The main message as we head into the blackout period before the March 16-17 FOMC meeting is that the Fed will not be raising rates until the mandated conditions are fulfilled.  

Powell also  stated that financial conditions remain highly accommodative, indicating the Fed is not concerned about the current level of yields but is watching volatility.  

As a result, the bond market got spooked again and the Fed got more volatility to watch closely.  

US Treasury yields are spiking with the 10-year yield well above 1.50%, advancing to a high of 1.5470%.

US stocks have also fallen with prevailing risks to the economic recovery pertaining to the threat of higher rates and inflation.  

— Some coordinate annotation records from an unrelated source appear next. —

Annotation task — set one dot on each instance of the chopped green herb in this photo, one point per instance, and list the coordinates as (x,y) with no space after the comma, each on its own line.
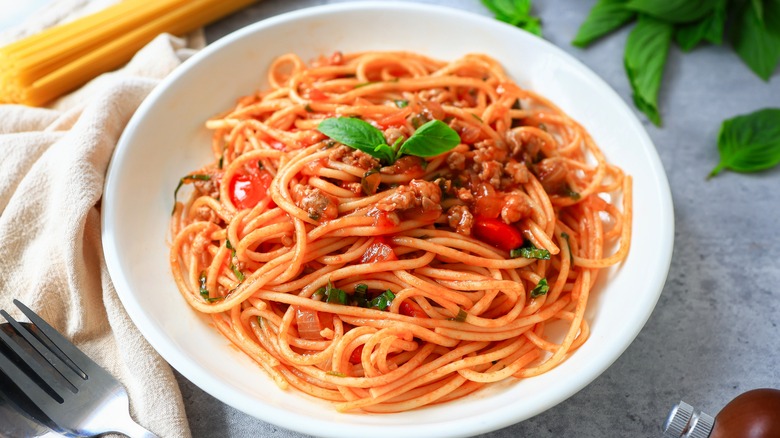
(529,251)
(319,294)
(568,244)
(462,315)
(335,295)
(204,292)
(239,275)
(540,289)
(330,294)
(382,300)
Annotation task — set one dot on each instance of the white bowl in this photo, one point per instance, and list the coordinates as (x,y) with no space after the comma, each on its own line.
(166,139)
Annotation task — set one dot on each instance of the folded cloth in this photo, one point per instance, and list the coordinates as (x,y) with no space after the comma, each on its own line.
(52,166)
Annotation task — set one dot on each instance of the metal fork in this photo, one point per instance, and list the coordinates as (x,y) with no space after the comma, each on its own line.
(74,392)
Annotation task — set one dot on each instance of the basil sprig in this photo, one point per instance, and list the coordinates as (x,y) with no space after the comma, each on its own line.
(749,143)
(753,27)
(604,17)
(645,58)
(431,139)
(515,12)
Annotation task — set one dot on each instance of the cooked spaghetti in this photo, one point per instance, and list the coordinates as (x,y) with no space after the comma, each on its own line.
(382,284)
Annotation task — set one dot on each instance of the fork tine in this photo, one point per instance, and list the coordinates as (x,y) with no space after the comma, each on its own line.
(56,387)
(28,386)
(70,352)
(66,370)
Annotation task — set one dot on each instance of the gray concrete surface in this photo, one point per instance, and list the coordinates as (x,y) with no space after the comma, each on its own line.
(714,332)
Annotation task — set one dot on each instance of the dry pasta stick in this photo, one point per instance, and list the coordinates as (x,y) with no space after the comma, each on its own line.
(39,68)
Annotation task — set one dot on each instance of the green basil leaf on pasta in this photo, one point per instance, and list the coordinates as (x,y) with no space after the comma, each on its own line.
(354,133)
(710,28)
(431,139)
(754,43)
(529,251)
(605,17)
(750,143)
(541,288)
(647,47)
(673,11)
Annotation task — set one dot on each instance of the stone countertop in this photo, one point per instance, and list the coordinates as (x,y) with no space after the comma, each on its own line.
(714,332)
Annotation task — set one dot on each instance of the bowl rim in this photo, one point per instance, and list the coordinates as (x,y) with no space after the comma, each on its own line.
(240,401)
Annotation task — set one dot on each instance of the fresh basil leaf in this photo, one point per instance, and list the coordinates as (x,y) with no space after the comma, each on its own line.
(532,25)
(772,16)
(541,288)
(710,28)
(645,57)
(568,245)
(673,11)
(385,153)
(516,13)
(509,11)
(431,139)
(758,47)
(353,132)
(749,143)
(604,17)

The dollar reigns over its peers, but Swiss can hold up

DXY took out last week’s high near 91.394 and is on track to test the February 5 high near 91.602.   A break above that would open risk towards the  November 23 high near 92.80.

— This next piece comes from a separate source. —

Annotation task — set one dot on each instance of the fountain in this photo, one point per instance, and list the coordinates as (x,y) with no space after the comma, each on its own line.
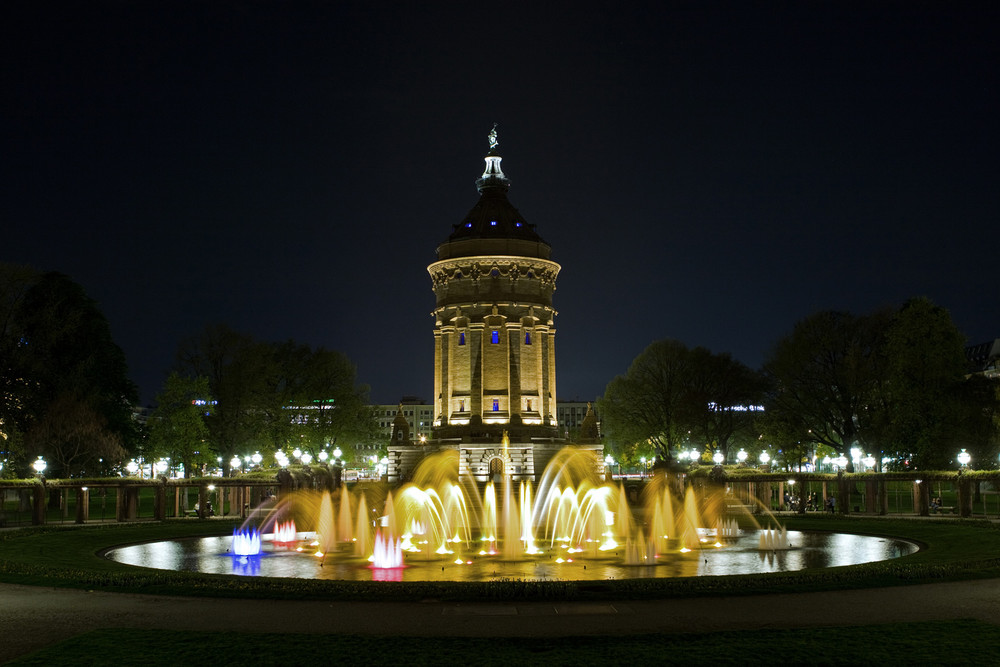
(572,526)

CHF makes up only  3.6% of the DXY  basket.

In an environment whereby higher betas, such as AUD, are more vulnerable to risk-off supply and rising US yields, the Swiss franc has historically fared better to its peers, outside of the greenback, within the G10  scope.  

As investors rotate away from, say, the commodity complex, the safe-haven appeal of Switzerland could reign in the price of USD/CHF which is already overdue a weekly correction as it moves deeper into supply territory.